The output gives new_companies and faded_companies. Use these to populate the "New To Radar" and "Faded Off Radar" sections below.

Output template:

## VC Radar: {Sector Display Name} — Week of {YYYY-MM-DD}

### What's Moving

[For each theme, exactly 3 lines:]
- **{Theme Name}** — {TAG (Nw)}. {one-line why-now in <120 chars}.
  Companies riding this: {N}

[6-8 themes max. TAG is one of NEW, ACCELERATING (#prev → #curr), PERSISTENT (Nw), or omitted if no tag. (Nw) means "N weeks active".]

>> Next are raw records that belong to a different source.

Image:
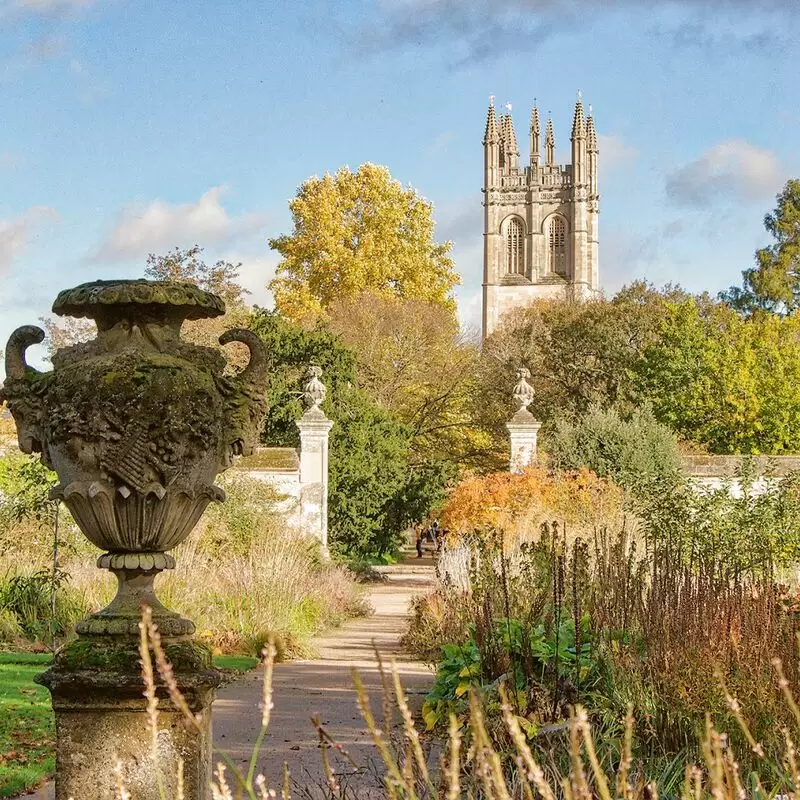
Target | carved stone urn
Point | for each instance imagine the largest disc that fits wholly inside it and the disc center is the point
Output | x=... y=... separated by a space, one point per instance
x=137 y=424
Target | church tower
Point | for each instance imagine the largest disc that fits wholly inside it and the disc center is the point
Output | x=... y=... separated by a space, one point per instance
x=540 y=221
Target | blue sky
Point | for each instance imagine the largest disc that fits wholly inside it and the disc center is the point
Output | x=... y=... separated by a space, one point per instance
x=130 y=128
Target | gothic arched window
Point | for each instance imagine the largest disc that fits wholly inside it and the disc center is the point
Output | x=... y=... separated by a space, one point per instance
x=515 y=248
x=557 y=246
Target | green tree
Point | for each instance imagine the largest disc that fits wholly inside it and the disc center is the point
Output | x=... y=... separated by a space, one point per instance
x=221 y=278
x=728 y=382
x=632 y=452
x=355 y=231
x=773 y=283
x=580 y=355
x=414 y=361
x=376 y=486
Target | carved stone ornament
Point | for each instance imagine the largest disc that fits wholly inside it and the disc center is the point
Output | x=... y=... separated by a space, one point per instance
x=137 y=424
x=314 y=391
x=523 y=391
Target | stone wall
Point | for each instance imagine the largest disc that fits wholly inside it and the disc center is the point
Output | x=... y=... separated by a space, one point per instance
x=726 y=466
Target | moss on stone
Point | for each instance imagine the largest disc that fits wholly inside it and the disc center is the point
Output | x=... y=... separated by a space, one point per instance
x=123 y=657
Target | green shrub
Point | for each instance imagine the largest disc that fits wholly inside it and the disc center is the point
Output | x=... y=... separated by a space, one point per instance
x=631 y=452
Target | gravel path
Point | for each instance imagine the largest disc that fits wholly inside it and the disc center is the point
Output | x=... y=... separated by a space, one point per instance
x=324 y=686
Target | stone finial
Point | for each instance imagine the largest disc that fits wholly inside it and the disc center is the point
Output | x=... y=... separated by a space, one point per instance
x=491 y=135
x=314 y=391
x=591 y=133
x=523 y=391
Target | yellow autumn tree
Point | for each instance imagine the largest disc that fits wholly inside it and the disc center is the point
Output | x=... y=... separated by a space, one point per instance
x=357 y=231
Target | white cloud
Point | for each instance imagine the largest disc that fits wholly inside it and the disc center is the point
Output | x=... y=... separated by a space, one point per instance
x=614 y=152
x=15 y=233
x=476 y=31
x=159 y=226
x=731 y=170
x=256 y=271
x=10 y=7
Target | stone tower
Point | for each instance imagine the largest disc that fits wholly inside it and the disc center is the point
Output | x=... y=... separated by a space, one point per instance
x=540 y=221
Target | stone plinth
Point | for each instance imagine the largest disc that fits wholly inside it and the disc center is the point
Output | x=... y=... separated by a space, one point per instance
x=314 y=429
x=523 y=430
x=102 y=721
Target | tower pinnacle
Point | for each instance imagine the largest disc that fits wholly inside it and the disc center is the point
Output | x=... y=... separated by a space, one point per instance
x=591 y=135
x=491 y=125
x=534 y=136
x=578 y=123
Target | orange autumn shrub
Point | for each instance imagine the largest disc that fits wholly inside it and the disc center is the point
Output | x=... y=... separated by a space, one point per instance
x=511 y=502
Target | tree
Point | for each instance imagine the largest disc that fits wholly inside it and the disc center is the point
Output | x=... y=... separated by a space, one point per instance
x=355 y=231
x=579 y=354
x=414 y=361
x=221 y=278
x=728 y=382
x=187 y=266
x=290 y=349
x=376 y=486
x=773 y=283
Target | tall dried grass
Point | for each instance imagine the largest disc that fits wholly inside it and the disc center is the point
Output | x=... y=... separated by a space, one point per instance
x=470 y=765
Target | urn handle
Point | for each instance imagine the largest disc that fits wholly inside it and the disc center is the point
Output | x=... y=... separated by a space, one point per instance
x=255 y=373
x=19 y=341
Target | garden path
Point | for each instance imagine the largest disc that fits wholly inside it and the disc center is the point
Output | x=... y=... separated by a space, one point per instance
x=324 y=686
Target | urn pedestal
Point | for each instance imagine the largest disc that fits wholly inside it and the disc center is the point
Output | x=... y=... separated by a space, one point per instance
x=137 y=424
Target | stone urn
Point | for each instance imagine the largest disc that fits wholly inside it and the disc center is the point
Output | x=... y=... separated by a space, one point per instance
x=137 y=424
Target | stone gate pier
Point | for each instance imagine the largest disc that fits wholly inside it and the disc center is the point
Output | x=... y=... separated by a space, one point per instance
x=137 y=423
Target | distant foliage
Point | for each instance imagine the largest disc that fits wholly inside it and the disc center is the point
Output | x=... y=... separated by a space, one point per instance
x=510 y=502
x=728 y=382
x=773 y=283
x=377 y=485
x=631 y=452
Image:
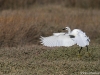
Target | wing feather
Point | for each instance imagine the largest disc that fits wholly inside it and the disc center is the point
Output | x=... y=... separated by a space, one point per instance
x=60 y=40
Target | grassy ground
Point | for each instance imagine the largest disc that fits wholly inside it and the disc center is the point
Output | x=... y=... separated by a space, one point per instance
x=39 y=60
x=21 y=54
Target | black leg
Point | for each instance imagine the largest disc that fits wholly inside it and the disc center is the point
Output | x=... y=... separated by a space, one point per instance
x=80 y=50
x=87 y=48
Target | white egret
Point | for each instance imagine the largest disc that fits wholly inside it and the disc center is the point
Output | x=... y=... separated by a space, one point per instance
x=67 y=39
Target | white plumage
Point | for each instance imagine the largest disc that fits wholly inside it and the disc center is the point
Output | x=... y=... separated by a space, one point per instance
x=66 y=39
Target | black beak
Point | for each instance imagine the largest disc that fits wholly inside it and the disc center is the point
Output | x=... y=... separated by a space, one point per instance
x=63 y=29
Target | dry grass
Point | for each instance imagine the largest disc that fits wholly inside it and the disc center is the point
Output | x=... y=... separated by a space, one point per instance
x=19 y=27
x=21 y=54
x=39 y=60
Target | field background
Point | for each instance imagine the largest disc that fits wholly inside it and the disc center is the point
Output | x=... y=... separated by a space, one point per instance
x=23 y=22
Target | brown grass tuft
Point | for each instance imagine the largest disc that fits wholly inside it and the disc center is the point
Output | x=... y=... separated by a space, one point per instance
x=19 y=27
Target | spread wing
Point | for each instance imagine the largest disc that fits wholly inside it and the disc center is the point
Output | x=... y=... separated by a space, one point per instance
x=57 y=40
x=81 y=39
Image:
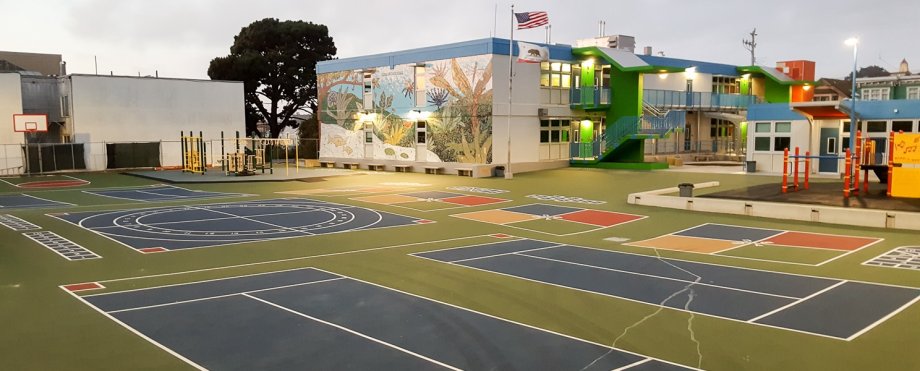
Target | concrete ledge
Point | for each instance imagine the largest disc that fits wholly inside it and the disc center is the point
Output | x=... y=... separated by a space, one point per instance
x=776 y=210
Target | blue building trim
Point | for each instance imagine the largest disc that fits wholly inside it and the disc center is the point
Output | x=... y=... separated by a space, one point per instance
x=439 y=52
x=885 y=109
x=773 y=112
x=701 y=67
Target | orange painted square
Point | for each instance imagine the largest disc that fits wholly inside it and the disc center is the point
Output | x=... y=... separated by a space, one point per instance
x=386 y=199
x=496 y=216
x=821 y=241
x=685 y=243
x=599 y=217
x=473 y=200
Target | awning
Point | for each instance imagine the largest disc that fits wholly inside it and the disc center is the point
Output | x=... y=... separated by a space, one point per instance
x=828 y=110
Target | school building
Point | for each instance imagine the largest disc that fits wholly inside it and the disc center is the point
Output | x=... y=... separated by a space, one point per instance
x=587 y=105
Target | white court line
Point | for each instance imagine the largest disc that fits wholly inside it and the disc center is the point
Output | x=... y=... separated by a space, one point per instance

### Company Radar ({N} companies)

| Company | Sector | Theme | Interest | Evidence | Attio | Action | Why On Radar | Why This May Be Noise | Sources |
|---------|--------|-------|----------|----------|-------|--------|--------------|------------------------|---------|
| MintMCP | AI Infra | MCP Infra | High | Medium | unknown | assign owner | First SOC2-compliant MCP gateway, picking up enterprise pilots | New category; buyer urgency unproven | [1](...) |
| CodeRabbit | Devtools | AI Code Review | Medium | High | unknown | monitor only | 2M repos, 13M PRs reviewed | Crowded category; likely consensus | [1](...) |
| ... | ... | ... | ... | ... | ... | ... | ... | ... | ... |

[30-50 rows. For `all`, group by sector after the cross-sector top 10-15. Include NEW / RETURNING / PERSISTENT tags inside Why On Radar when useful instead of adding a separate tag column.]

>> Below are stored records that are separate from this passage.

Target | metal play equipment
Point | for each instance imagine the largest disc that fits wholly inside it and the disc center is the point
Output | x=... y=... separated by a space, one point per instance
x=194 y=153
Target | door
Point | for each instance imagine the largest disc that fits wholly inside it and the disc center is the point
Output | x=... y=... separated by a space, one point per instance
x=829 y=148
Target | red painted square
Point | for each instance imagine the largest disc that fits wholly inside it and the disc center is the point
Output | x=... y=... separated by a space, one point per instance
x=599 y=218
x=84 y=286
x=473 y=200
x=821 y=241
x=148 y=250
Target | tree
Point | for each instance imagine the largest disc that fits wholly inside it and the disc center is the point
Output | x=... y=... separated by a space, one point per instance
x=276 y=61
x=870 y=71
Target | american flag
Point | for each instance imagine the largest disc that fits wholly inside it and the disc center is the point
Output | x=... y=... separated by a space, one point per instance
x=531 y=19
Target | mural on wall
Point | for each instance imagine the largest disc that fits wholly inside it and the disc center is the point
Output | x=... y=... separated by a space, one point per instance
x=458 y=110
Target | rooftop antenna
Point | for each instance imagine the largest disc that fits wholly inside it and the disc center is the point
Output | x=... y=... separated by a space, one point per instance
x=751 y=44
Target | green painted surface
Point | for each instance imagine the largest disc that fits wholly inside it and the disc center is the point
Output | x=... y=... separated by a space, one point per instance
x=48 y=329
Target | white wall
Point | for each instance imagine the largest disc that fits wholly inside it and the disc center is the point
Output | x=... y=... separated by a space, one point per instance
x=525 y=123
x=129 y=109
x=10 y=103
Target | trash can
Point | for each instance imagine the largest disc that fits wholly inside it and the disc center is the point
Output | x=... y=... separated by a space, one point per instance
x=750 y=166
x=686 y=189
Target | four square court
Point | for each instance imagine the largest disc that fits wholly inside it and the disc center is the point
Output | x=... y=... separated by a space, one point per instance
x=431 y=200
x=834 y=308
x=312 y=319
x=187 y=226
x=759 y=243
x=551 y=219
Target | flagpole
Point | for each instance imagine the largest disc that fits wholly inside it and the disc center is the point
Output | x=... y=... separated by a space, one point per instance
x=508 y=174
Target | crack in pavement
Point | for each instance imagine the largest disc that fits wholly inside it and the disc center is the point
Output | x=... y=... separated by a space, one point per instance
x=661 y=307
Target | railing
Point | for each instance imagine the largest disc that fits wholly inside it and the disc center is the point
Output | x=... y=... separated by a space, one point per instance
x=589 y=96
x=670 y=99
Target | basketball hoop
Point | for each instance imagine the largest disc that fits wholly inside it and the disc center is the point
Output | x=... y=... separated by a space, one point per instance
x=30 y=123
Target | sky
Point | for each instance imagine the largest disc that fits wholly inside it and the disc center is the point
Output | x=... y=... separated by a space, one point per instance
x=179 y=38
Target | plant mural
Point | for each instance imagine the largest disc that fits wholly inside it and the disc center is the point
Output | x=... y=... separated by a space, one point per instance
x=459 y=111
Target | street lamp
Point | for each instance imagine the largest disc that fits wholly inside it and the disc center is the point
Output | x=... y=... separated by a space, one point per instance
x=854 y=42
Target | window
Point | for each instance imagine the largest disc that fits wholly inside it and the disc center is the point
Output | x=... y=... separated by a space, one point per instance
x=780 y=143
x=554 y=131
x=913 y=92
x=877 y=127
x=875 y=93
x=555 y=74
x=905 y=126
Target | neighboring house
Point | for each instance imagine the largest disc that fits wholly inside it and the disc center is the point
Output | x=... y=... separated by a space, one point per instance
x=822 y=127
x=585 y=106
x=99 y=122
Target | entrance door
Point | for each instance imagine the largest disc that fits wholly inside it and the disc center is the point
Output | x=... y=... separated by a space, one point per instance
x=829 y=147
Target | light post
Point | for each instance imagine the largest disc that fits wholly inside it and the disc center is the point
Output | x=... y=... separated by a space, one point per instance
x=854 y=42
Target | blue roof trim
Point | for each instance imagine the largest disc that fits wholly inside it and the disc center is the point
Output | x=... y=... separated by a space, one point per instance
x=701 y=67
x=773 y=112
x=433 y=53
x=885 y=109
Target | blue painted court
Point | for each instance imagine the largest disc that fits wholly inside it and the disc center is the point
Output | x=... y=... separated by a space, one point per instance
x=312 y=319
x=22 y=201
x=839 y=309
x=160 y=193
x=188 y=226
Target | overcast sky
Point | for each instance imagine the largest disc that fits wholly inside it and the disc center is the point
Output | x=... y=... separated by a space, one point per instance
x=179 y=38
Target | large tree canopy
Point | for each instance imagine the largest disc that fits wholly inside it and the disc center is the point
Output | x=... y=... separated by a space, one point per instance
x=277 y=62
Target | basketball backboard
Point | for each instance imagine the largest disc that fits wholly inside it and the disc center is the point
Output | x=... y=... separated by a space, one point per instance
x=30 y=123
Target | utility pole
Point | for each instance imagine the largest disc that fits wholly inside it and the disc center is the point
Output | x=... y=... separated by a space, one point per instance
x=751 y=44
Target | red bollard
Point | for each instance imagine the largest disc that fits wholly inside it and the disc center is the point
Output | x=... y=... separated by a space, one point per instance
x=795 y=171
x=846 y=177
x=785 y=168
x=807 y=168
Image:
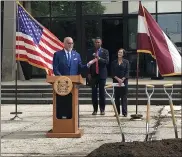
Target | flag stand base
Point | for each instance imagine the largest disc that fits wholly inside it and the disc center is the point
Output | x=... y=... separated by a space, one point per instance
x=16 y=115
x=136 y=117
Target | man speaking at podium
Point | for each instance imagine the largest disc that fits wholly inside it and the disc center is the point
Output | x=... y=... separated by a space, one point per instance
x=68 y=61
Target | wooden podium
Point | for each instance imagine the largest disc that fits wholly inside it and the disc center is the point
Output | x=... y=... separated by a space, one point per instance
x=65 y=110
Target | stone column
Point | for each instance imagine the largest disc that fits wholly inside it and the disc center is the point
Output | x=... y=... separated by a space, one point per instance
x=9 y=30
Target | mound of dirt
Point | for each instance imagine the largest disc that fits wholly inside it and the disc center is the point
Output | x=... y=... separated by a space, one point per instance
x=158 y=148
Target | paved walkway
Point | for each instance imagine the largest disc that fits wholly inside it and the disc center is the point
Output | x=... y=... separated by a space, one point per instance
x=167 y=80
x=26 y=137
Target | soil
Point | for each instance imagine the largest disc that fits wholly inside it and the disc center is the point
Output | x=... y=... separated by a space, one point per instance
x=157 y=148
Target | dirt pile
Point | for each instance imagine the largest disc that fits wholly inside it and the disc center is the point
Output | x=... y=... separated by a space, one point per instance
x=160 y=148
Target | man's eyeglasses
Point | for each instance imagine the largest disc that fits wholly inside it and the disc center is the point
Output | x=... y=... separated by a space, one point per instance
x=70 y=43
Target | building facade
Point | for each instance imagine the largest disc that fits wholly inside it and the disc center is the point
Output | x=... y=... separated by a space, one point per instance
x=114 y=21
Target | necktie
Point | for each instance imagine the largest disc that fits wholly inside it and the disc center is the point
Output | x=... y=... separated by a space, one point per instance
x=69 y=59
x=97 y=64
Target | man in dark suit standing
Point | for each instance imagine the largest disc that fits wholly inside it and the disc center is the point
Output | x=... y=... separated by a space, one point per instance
x=97 y=75
x=68 y=61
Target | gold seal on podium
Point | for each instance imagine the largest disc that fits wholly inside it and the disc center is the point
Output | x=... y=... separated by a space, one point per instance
x=63 y=85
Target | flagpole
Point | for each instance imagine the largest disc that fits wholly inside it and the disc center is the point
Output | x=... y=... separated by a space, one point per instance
x=16 y=77
x=137 y=116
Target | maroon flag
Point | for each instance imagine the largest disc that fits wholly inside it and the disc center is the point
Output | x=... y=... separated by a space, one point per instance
x=151 y=39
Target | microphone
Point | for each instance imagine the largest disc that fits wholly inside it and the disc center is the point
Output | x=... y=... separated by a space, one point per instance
x=94 y=54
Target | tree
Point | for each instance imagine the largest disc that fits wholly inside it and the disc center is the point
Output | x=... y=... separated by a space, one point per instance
x=64 y=8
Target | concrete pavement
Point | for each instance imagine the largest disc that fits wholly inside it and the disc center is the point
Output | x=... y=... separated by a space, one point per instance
x=26 y=137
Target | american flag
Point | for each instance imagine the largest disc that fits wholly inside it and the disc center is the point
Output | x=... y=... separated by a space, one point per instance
x=34 y=43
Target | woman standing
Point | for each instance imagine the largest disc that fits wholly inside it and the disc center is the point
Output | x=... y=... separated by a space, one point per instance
x=120 y=74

### New To Radar This Week ({N} companies)

[Bulleted list, max 10. If more than 10 are new, show top 10 by best evidence and note "+N more in the table above".]
- {Company} — {primary_theme}. {why_on_radar}
- ...

### Faded Off Radar ({N} companies)

[Bulleted list, max 10. From company-diff faded_companies.]
- {Company} — last seen {date}, was in {primary_theme}.

### Theme Detail

[For each theme, 2-3 lines max. NOT the long-form analysis from v1. Pointer to deep-dive.]
- **{Theme}** ({company_count} companies) — {2-sentence context}.
  Run `/vc-signals deep "{Theme}"` for full evidence and subthemes.

Sorting rules:

Themes in "What's Moving" are sorted by tag (NEW → ACCELERATING → PERSISTENT → no-tag), then by momentum descending.
Company Radar rows are sorted by primary_theme (matching the order themes appear in "What's Moving"), then alphabetically by company name within each theme.
New To Radar is sorted by primary_theme matching above.

Length budget: the entire radar should fit in roughly 150-250 lines. If it's longer, the per-theme detail is too verbose — tighten it.

Slack Delivery Instructions

If the user asks to schedule or post to Slack:

Default schedule: Monday 8:00 AM ET.
Channel is intentionally not hardcoded. Ask for or read the configured channel name at scheduling time.
Slack teaser should include only the top 10-15 cross-sector companies/projects, their sector, Investment Interest, Evidence Confidence, Attio status, action, and one-line noise caveat.
Attach or link the full Markdown briefing. Do not paste the full 30-50 row table into Slack by default.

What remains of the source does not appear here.